Why can't more Palestinians be in the IDF Chain of Command?
[info]martin44 wrote:
Saturday, 17 January 2009 at 02:43 am (UTC)
Surely a modern democratic state's army must be multi-cultural. Do Palestinians refuse to serve or are they dissuaded from serving? Are they being encouraged as they should be? I can't help thinking that the IDF would be acting more humanely today if the IDF was more inclusive. Please tell me if I have the facts wrong.
Re: Why can't more Palestinians be in the IDF Chain of Command?
[info]adonis_79 wrote:
Saturday, 17 January 2009 at 09:29 am (UTC)
You are neither right nor wrong.

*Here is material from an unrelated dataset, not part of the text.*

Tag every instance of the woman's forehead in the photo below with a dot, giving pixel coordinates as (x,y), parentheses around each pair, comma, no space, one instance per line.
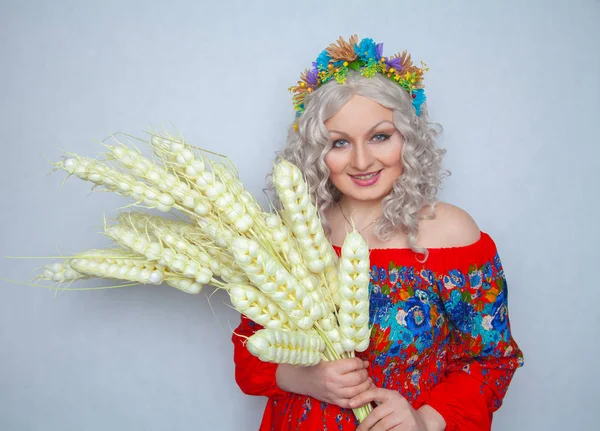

Your statements are simply illogical.

1) Why is so SURELY that modern democratic state's army MUST be multi-cultural? It is not obvious and need to be proven.

2) Today's IDF, would it be good or bad, is really multi-cultural. There are Jews, Orthodox and Catholic Christians, Sunni Moslems and Druzes in IDF. There are Israeli Jews, Arabs, Russians, Armenians, Ukrainians, Argentinians and many other nationalities that are serving in IDF.

3) Who are Palestinians? Are you able to give any clear definition to this word? What do you MEAN when you write "Palestinian" ?

4) And if Palestinian is somebody who does not possess Israeli citizenship, how would he serve in Israeli army?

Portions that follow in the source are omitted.